I'm trying to learn Stein's method by working through parts of Approximate Computation of Expectations, but I don't follow two of his bounds ((55) and (57)) in his proof of Hoeffding's combinatorial CLT on pages 38-42.

We have an $nxn$ array of numbers $\{a_{i,j}}$ such that for every $i$, $\sum_j a_{i,j} = 0$ and for every $j$, $\sum_i a_{i,j} = 0$, and also $\sum_i \sum_j a^2_{i,j} = n-1$. $\pi$ is a uniformly random permutation of $(1,\ldots,n$), and $(I,J)$ has probability $\frac{1}{n(n-1)}$ assigned to each $(i,j)$ for $i \neq j$.
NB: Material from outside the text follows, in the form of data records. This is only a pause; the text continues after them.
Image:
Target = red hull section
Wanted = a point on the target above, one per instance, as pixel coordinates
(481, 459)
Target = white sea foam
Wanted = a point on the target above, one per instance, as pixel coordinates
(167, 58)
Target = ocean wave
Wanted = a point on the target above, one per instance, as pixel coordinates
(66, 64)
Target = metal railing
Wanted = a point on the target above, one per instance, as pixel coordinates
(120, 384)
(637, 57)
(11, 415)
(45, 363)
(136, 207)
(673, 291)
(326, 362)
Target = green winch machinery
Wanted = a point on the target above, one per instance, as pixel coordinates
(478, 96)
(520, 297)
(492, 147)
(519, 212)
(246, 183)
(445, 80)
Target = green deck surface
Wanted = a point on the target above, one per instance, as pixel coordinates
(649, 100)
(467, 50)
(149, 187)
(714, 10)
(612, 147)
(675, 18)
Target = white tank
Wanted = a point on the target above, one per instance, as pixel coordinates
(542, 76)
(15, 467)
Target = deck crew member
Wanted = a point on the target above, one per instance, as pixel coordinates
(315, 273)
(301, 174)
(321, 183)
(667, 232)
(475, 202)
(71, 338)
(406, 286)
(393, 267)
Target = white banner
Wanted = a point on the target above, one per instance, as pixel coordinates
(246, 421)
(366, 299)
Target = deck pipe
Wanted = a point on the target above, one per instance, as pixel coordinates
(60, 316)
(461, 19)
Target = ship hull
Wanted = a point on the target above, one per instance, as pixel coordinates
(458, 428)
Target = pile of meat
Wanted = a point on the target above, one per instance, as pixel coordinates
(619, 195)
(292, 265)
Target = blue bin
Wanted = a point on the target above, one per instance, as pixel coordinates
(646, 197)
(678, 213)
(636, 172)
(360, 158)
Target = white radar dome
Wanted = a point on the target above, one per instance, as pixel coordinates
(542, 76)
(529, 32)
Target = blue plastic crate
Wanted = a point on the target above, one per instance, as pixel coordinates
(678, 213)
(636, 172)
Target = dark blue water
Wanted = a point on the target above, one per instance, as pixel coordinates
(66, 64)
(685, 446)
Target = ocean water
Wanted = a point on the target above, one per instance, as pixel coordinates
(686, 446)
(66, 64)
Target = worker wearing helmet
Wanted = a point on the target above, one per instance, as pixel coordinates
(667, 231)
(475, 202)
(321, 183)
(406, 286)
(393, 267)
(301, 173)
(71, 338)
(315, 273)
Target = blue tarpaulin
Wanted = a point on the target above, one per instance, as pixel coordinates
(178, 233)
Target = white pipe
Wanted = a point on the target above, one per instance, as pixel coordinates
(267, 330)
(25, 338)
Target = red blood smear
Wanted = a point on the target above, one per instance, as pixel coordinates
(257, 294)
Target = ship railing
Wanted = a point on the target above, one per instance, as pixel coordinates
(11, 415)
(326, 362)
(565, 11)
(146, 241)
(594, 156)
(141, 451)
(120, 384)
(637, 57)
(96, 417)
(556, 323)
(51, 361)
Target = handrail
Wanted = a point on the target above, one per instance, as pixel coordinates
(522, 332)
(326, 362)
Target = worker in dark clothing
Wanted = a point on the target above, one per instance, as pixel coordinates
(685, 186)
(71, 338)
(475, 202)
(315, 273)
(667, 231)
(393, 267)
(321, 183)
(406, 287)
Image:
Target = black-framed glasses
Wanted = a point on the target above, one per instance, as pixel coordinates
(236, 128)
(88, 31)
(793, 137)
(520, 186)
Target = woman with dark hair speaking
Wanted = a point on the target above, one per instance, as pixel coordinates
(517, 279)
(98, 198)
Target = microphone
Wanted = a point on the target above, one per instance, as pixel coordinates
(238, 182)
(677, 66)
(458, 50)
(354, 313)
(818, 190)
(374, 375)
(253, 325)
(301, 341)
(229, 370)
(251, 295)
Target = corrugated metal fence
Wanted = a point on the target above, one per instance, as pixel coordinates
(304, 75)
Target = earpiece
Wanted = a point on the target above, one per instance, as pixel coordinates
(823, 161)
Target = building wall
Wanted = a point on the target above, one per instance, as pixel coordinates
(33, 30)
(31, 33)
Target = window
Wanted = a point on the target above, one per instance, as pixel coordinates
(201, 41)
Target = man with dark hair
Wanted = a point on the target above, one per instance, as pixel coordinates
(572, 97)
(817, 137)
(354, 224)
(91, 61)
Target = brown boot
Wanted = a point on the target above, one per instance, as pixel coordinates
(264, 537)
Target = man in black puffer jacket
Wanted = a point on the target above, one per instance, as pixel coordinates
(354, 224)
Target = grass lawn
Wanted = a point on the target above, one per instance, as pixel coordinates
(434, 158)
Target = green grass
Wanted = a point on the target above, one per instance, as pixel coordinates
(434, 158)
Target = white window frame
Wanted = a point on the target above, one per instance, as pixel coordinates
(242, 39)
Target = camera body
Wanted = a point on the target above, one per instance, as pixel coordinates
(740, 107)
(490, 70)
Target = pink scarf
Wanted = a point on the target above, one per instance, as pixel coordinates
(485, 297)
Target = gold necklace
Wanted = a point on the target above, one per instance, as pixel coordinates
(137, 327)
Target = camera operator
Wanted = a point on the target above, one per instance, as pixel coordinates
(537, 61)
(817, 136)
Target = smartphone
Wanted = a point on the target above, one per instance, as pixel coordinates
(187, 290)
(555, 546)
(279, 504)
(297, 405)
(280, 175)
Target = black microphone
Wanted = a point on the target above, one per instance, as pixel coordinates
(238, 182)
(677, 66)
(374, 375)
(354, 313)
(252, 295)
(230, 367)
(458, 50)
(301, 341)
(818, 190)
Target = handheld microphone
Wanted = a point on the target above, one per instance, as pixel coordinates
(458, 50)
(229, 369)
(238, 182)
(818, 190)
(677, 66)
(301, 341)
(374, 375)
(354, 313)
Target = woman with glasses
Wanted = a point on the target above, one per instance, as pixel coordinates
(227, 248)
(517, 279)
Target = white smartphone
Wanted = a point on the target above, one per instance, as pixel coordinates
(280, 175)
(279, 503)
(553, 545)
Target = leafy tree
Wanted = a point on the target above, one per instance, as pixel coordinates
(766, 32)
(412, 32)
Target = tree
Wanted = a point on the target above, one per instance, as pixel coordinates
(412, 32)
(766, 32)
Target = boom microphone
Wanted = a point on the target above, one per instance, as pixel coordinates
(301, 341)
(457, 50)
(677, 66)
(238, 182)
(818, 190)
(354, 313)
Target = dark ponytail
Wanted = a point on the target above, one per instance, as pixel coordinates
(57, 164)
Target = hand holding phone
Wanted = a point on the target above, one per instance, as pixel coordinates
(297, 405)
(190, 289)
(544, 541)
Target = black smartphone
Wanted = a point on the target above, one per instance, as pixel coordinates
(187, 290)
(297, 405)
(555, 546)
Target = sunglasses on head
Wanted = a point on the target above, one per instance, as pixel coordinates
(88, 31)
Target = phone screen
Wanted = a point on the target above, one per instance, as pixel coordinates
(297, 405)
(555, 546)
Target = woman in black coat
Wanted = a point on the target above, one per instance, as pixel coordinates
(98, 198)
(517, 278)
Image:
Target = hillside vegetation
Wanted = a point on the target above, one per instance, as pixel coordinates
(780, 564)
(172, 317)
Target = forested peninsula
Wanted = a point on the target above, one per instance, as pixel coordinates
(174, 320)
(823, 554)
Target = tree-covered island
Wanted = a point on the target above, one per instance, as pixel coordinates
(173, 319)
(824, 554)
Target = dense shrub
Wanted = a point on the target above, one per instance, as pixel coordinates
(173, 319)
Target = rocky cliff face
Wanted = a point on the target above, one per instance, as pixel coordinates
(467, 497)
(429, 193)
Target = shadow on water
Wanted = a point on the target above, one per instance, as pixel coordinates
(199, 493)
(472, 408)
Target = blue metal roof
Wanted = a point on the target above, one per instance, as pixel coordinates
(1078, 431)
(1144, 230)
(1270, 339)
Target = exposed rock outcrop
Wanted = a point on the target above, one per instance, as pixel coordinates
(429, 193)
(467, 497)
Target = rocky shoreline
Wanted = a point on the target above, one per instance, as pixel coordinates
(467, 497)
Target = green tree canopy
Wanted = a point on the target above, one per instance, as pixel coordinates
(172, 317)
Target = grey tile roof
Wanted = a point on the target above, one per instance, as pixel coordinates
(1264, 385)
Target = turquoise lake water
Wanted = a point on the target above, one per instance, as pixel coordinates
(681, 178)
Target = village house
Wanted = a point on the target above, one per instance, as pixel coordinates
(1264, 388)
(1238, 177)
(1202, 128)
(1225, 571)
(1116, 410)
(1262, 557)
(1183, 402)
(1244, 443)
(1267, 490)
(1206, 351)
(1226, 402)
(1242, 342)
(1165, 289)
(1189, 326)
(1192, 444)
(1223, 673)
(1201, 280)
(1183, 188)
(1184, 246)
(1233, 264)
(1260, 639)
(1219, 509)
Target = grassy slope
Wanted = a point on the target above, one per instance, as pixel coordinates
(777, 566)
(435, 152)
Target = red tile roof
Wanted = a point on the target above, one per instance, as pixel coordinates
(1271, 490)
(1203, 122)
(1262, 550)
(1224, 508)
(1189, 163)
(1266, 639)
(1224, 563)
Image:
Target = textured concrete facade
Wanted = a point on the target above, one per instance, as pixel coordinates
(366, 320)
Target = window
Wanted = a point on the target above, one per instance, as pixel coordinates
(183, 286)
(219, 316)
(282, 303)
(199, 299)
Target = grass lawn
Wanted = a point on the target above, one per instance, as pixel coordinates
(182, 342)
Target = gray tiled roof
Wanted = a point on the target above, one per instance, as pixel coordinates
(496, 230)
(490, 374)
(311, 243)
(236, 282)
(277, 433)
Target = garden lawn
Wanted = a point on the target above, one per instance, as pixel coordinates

For (55), we have that $$E[(W'-W)^2|\pi] = \frac{2}{n(n-1)}[(n-1)+(n+2)\sum_ia^2_{i\pi(i)} + \sum_{i \neq j} (a_{i \pi(j)}a_{j \pi(i)} + a_{i \pi(i)}a_{j \pi(j)})]$$.

How does Stein show that $$Var(E[(W'-W)^2|\pi]) \le C[\frac{1}{n^2} \sum_i Var(a^2_{i \pi(i)}) + \frac{1}{n^4} \sum_{i,j}(Var(a_{i \pi(j)}a_{j \pi(i)} + a_{i \pi(i)}a_{j \pi(j)}))$$ for some constant C?

Given the equality above, I don't think that knowing $W$ or $W'$ is necessary, but they form an exchangeable pair and their definitions are on page 39. Stein claims the bound follows from the equality and that "it is not hard to see."

For (57), we have that $$E|W'-W|^3 = E|a_{I\pi(J)} + a_{J\pi(I)} -a_{I\pi(I)}-a_{J\pi(J)}|^3$$.

How does Stein show that $$E|W'-W|^3 \leq \frac{C}{n^2}\sum_{i,j}|a_{ij}|^3$$ for some constant C?

Many thanks for the help.